In less than a decade, Boko Haram has caused thousands of victims. The violence has meant the destruction of houses, of shops, and of the hopes of many. Tens of thousands were forced to abandon their villages to look for more secure places where to live. Here is a timeline of the terror unleashed by Islamic fundamentalists and other armed groups.
2002 February – Some 100 people are killed in Lagos in clashes between Hausas from mainly-Islamic north and ethnic Yorubas from predominantly-Christian southwest. November – More than 200 people die in four days of rioting stoked by Muslim fury over the planned Miss World beauty pageant in Kaduna in December.
2003 April – President Olusegun Obasanjo elected for second term. August – Inter-communal violence in the Niger Delta town of Warri kills about 100 people, injures 1,000.
2004 May – State of emergency is declared in the central Plateau State after more than 200 Muslims are killed in Yelwa in attacks by Christian militia; revenge attacks are launched by Muslim youths in Kano. August-September – Deadly clashes between gangs in Port Harcourt prompts strong crackdown by troops. Rights group Amnesty International cites death toll of 500, authorities say about 20 died.
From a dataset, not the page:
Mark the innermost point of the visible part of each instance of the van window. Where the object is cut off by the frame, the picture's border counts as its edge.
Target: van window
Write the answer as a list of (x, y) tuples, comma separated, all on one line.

2006 January onwards – Militants in the Niger Delta attack pipelines and other oil facilities and kidnap foreign oil workers. The rebels demand more control over the region’s oil wealth. February – More than 100 people are killed when religious violence flares in Muslim towns in the north and in the southern city of Onitsha.
2007 April – Umaru Yar’Adua of the ruling People’s Democratic Party is proclaimed winner of the presidential election. September – The rebel Movement for the Emancipation of the Niger Delta (Mend) threatens to end a self-imposed ceasefire and to launch fresh attacks on oil facilities and abductions of foreign workers.
2008 February – Mend leaders Henry Okah and Edward Atata extradited from Angola on suspicion of involvement in attacks on oil companies. Report that Okah was subsequently killed in custody proved to be untrue. September – Militants in the Niger Delta step up their attacks on oil installations, in response to what they describe as unprovoked attacks by the military on their bases. November – At least 200 people are killed during clashes between Christians and Muslims in the central Nigerian town of Jos.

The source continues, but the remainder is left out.